According to Reprieve, another client, Khalid Qassim, a Yemeni who has been at Guantanamo since 2002, told lawyers that the medical staff are no longer monitoring or recording the meals the prisoners miss.
“They are determined to stop the hunger strike by dirty means,” Qassim told his lawyers in a recent October phone call.
41 detainees remain
Despite promising to close Guantanamo when he took office in January 2009, former President Barack Obama left office having failed to do so.
His successor, President Donald Trump, meanwhile, promised on the campaign trail to “load it up with some bad dudes”, and in January he tweeted that there “should be no further releases from Gitmo”.
It is not known how many of the 41 remaining prisoners at Guantanamo are on a hunger strike. However, Rabbani and Qassim told their Reprieve lawyers last month that six men were on hunger strike, the lawyers said.
Reprieve believes that four of the six men, including Rabbani and Qassim, are among the 26 men who are on a list of those never to be released.
In a phone call with Rabbani last month, Stafford Smith said he asked whether the new policy was encouraging the prisoners to abandon their hunger strikes all together.
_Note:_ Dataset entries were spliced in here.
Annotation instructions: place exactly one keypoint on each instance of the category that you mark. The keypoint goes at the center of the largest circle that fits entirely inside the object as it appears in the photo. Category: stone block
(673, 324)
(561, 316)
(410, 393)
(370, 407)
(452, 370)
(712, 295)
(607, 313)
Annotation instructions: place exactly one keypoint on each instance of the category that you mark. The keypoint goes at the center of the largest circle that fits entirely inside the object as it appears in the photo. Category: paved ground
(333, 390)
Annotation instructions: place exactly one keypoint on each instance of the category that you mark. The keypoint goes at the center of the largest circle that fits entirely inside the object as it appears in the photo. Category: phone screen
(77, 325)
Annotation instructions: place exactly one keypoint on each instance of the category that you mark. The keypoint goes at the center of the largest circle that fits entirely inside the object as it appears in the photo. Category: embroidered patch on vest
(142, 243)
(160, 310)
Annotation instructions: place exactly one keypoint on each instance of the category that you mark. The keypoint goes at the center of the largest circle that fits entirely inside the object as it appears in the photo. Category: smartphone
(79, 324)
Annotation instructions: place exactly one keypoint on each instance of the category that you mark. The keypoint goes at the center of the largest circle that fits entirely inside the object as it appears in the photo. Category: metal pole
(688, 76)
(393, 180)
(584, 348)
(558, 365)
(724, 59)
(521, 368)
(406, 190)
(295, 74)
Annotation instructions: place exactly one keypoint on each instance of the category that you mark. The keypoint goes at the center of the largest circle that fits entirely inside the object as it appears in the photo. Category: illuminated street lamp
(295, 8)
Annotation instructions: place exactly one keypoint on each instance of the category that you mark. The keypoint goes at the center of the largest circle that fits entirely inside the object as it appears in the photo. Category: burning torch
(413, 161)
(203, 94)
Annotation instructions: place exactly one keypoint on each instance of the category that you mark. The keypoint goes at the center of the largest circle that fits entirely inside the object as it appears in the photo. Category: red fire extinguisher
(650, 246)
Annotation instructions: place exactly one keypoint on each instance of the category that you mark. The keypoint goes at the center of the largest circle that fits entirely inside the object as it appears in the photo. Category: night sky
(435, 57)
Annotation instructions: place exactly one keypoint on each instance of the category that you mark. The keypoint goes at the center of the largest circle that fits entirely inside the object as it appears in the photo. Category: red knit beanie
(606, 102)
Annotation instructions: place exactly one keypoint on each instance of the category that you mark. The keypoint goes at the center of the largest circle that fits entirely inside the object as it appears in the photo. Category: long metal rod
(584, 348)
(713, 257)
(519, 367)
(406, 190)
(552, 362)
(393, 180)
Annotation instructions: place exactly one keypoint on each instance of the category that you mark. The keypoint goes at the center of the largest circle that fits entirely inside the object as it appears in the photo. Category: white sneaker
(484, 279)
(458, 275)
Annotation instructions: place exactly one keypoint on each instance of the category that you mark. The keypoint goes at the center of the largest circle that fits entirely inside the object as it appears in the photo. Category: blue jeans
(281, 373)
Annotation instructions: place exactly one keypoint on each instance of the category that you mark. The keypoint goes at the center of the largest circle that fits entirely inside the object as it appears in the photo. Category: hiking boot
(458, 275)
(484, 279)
According to the lawyer, Rabbani said the new policy was having the opposite effect, with more detainees joining the protest.
Regarding his own case, however, Stafford Smith said that Rabbani told him that he does not want to die, but “after four years of peaceful protest, I am hardly going to stop because they tell me to”.
According to Stafford Smith, Rabbani added that he will “definitely stop when President Trump frees the prisoners who have been cleared, and allows everyone else a fair trial”.